Blog
Infrastructure as Code for Data Engineers: Terraform Patterns for Data Platforms
Ryan Kirsch · January 2, 2026 · 8 min read
Data platform configuration -- warehouses, schemas, roles, S3 buckets, Kafka topics -- accumulates over time in ways that become impossible to track manually. Someone creates a warehouse for a project, forgets to set auto-suspend, and six months later it is still running at full cost. Someone grants a role manually, and six months later no one knows why it exists. Infrastructure as code is how you prevent this.
Why Data Engineers Should Care About Terraform
Terraform is a tool that declares infrastructure as code and applies changes idempotently. You describe what you want to exist, and Terraform calculates the diff between current state and desired state, then applies only the necessary changes.

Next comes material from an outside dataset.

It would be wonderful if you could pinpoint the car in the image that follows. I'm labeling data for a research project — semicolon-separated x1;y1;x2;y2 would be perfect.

For data engineers, the value is:
- Reproducibility. A new environment (staging, dev) is provisioned by running
terraform apply, not by manually recreating warehouse configurations, schemas, and permissions. - Change visibility. Every infrastructure change goes through a pull request. Someone can see that a new role was granted, a warehouse was resized, or a schema was created -- with the context of why.
- Drift prevention. Terraform detects and reports when someone has manually changed infrastructure outside of code. Configuration drift is caught before it causes failures.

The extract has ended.